When single layers were patched rather than a window of layers, results matched that of Meng et al. The patching of a single activation did not have a unique effect on the output.

From averaging the change in outputs from activation patching 1000 CIFAR10 images, results show that attention heads of most relevance to color tended to be in the middle or last layers.

Here are some examples of activation patching for individual images from the dataset. The graphs display the probability in the output for the correct class of the given image.

This experiment found that in a 12-layer network with a window size of 3, attention in the fourth layer and final layers of the network had the biggest impact on predictions made by the model. In these layers, the probability of the correct class of the image had the largest change when clean hidden states were patched from these layers into the grayscale run of the vision transformer.

As portrayed by the tracing of individual images displayed above, not all images followed this trend exactly.

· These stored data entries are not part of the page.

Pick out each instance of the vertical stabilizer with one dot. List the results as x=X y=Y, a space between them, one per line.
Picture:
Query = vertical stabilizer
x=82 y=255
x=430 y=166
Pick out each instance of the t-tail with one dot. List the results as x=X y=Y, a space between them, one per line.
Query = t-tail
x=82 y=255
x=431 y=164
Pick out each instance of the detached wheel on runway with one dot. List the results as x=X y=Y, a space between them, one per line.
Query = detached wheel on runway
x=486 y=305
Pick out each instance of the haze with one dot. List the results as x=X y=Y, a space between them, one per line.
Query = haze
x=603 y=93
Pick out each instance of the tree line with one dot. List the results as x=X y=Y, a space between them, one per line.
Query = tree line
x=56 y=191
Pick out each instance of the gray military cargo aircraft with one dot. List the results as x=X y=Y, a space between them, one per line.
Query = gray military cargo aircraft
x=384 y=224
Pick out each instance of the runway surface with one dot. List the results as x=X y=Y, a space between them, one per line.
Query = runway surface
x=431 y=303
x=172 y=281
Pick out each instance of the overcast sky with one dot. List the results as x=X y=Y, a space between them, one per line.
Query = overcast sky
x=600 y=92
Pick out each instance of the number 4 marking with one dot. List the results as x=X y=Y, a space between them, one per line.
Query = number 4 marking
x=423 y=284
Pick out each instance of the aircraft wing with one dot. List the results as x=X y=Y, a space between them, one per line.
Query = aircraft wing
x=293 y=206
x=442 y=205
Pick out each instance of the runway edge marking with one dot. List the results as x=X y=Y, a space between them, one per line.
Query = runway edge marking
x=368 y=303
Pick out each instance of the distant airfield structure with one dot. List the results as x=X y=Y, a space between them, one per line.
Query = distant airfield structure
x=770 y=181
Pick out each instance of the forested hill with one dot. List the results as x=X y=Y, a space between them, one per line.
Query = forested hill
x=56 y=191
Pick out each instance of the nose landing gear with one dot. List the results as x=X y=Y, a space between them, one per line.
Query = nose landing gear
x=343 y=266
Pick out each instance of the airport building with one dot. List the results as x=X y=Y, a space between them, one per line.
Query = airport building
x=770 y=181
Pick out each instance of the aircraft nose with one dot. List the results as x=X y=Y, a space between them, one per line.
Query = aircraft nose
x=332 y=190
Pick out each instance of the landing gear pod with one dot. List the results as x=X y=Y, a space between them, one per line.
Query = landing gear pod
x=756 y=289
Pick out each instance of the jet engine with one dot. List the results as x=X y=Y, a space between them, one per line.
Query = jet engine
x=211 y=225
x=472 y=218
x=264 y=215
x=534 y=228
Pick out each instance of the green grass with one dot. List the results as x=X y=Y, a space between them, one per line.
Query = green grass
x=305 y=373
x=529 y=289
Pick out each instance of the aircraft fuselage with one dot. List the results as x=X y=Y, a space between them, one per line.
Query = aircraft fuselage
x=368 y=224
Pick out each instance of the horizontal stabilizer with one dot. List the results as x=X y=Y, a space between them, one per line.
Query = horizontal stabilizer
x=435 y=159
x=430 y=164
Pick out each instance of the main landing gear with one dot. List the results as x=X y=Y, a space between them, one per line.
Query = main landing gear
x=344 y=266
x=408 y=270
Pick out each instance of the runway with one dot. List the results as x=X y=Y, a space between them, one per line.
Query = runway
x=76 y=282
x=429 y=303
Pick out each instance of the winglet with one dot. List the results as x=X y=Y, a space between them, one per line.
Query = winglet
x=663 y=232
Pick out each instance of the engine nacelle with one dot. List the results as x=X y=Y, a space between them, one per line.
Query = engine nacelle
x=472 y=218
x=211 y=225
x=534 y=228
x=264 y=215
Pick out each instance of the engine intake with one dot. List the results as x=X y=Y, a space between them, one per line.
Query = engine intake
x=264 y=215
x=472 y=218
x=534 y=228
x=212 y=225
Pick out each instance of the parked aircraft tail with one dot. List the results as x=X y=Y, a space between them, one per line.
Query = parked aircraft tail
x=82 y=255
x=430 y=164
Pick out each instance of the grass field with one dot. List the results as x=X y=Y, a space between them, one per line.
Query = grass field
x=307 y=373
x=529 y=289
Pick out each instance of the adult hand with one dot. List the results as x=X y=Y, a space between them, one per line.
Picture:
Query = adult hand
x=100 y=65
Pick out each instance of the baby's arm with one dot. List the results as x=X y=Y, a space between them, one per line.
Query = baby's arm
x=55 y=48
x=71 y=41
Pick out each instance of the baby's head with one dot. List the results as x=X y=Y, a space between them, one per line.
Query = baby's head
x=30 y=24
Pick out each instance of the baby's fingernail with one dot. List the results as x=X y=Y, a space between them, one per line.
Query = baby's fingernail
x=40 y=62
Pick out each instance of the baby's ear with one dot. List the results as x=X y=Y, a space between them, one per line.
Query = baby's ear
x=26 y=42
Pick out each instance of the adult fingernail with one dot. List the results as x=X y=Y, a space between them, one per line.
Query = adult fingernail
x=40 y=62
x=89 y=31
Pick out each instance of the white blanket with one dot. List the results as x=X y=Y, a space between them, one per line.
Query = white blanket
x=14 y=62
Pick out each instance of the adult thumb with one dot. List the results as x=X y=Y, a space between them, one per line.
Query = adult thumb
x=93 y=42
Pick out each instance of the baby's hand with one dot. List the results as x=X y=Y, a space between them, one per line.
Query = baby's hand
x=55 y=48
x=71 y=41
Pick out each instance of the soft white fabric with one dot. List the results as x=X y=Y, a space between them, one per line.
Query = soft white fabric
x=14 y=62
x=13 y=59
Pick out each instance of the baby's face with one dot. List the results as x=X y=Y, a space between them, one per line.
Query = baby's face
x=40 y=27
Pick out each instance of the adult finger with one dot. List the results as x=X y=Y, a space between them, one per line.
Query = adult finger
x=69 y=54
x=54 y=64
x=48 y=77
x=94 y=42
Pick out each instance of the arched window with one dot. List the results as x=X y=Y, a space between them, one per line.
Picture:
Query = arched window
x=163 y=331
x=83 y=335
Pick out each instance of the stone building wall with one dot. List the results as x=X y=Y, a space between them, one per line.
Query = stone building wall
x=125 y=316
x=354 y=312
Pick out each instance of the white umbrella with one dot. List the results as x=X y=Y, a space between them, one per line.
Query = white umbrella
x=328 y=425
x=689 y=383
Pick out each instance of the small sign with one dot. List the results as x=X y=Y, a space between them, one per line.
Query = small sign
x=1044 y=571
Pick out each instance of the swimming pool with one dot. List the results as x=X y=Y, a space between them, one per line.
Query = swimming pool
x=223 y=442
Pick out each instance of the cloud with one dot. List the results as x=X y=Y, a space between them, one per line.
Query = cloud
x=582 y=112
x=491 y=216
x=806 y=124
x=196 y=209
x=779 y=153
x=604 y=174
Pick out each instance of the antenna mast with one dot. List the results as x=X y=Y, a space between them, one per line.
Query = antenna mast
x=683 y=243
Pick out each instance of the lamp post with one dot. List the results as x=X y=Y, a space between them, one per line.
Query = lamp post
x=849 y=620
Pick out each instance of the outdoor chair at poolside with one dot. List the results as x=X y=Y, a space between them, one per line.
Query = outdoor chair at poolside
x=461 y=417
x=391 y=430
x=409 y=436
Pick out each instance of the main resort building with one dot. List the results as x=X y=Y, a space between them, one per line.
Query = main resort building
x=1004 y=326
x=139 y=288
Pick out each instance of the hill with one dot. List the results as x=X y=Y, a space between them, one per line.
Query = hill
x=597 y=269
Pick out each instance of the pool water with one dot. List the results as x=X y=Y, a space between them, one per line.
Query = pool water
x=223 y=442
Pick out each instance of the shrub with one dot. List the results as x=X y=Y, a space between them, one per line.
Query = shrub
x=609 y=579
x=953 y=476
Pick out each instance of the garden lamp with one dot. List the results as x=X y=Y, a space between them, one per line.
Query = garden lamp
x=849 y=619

The deer image, for example, had more emphasis on earlier layers and less emphasis on later layers. The automobile had a stronger influence from the attention layer 6 than that of 4. However, it was generally common for layers in the middle and end of the network to play a large role in this classification problem.

Conclusion

The influence of attention heads close to the output align with the conclusions found by Palit et al. This is likely due to direct connection of final layers to the output. There is also a significant influence of middle attention heads on the output, which is some indication of the key information that is stored in these layers relevant to color. A possible explanation is that these layers are close to the input layer, which directly stores color information, while maintaining enough distance from the input to have narrowed down (attended to) which tokens are relevant to the class the image belongs to. This study provided an initial insight into how vision transformers store information about colors of an image.

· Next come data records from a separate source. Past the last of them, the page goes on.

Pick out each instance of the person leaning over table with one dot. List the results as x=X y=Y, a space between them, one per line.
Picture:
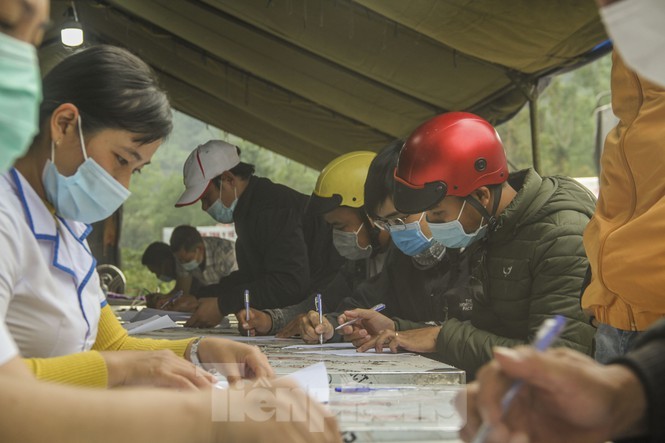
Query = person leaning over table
x=567 y=396
x=206 y=259
x=159 y=260
x=529 y=228
x=69 y=413
x=338 y=198
x=101 y=120
x=421 y=283
x=283 y=253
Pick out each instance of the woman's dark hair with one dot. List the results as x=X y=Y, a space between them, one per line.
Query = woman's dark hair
x=113 y=89
x=380 y=181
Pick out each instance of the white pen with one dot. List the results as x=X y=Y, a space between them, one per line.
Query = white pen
x=378 y=308
x=547 y=333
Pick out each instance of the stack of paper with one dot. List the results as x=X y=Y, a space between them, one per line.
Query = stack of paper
x=150 y=324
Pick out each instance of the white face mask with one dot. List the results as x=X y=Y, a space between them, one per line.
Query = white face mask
x=637 y=28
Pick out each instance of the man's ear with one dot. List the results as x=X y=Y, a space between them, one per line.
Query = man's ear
x=483 y=195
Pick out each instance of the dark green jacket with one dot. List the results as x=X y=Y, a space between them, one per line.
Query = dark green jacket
x=530 y=268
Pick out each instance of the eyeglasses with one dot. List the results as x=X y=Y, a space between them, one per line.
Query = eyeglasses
x=397 y=223
x=386 y=224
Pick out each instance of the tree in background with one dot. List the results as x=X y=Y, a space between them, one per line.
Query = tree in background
x=567 y=123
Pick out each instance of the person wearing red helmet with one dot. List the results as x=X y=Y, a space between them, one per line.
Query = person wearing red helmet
x=527 y=228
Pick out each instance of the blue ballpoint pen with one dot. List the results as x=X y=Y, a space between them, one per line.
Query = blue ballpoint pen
x=319 y=307
x=247 y=308
x=547 y=333
x=378 y=308
x=176 y=296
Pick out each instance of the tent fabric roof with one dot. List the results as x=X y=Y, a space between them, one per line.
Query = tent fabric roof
x=313 y=79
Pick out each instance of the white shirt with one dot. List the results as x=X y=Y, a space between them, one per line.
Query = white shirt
x=50 y=296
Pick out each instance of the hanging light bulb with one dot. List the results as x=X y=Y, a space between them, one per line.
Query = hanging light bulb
x=71 y=33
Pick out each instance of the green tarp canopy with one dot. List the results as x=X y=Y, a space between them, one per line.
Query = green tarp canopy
x=312 y=79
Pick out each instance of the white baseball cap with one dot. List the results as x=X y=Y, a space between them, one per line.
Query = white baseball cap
x=206 y=162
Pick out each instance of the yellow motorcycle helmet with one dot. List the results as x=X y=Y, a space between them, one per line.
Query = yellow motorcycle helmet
x=341 y=183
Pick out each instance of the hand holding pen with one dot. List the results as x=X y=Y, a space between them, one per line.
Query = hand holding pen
x=319 y=308
x=247 y=309
x=378 y=308
x=548 y=332
x=172 y=300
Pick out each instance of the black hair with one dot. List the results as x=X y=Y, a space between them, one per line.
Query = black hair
x=185 y=236
x=113 y=89
x=243 y=170
x=380 y=181
x=156 y=254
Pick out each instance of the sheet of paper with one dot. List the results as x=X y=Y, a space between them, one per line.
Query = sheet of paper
x=151 y=324
x=149 y=312
x=244 y=338
x=353 y=353
x=314 y=380
x=344 y=345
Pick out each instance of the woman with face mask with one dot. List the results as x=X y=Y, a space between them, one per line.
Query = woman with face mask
x=184 y=415
x=101 y=120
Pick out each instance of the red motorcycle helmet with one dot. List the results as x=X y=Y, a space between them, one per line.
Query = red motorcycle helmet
x=451 y=154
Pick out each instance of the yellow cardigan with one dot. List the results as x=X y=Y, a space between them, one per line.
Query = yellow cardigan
x=89 y=368
x=624 y=239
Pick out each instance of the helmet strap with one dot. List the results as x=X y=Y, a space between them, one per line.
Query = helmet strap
x=372 y=230
x=495 y=192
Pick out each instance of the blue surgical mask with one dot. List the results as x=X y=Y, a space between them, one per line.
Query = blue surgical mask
x=452 y=234
x=220 y=212
x=347 y=245
x=409 y=237
x=191 y=265
x=88 y=196
x=20 y=95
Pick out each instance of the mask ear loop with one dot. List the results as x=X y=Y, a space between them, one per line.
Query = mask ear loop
x=85 y=154
x=495 y=192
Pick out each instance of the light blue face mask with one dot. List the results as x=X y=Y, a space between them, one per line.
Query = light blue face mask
x=88 y=196
x=452 y=234
x=20 y=95
x=409 y=237
x=220 y=212
x=347 y=245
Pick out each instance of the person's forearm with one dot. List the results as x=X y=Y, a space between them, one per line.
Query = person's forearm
x=70 y=415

Future investigations could include other forms of corruption to provide more information about the roles of the different attention layers in a trasformer. For example, adding noise to the image embeddings would give insight to the general importance of different layers rather than just focusing on color information. By varying the amount of noise, this corruption would allow more control on how much the output would change and possibly allow room for more significant restorative effects from patching and therefore more definitive results as to where the most influential attention heads live in vision transformers. Other methods of corruption could also explore other tasks ingrained in image classification, such as blurring for edge detection or using silhouettes and image segmentation for texture or pattern identification. In addition, performing activation patching with window sizes other than 3 could provide more context as to how important is an individual attention layer. A similar experiment should be performed on other models and datasets. A focus on different objects, larger datasets, and larger networks would help verify the role of middle and final layer attention heads indicated by this study.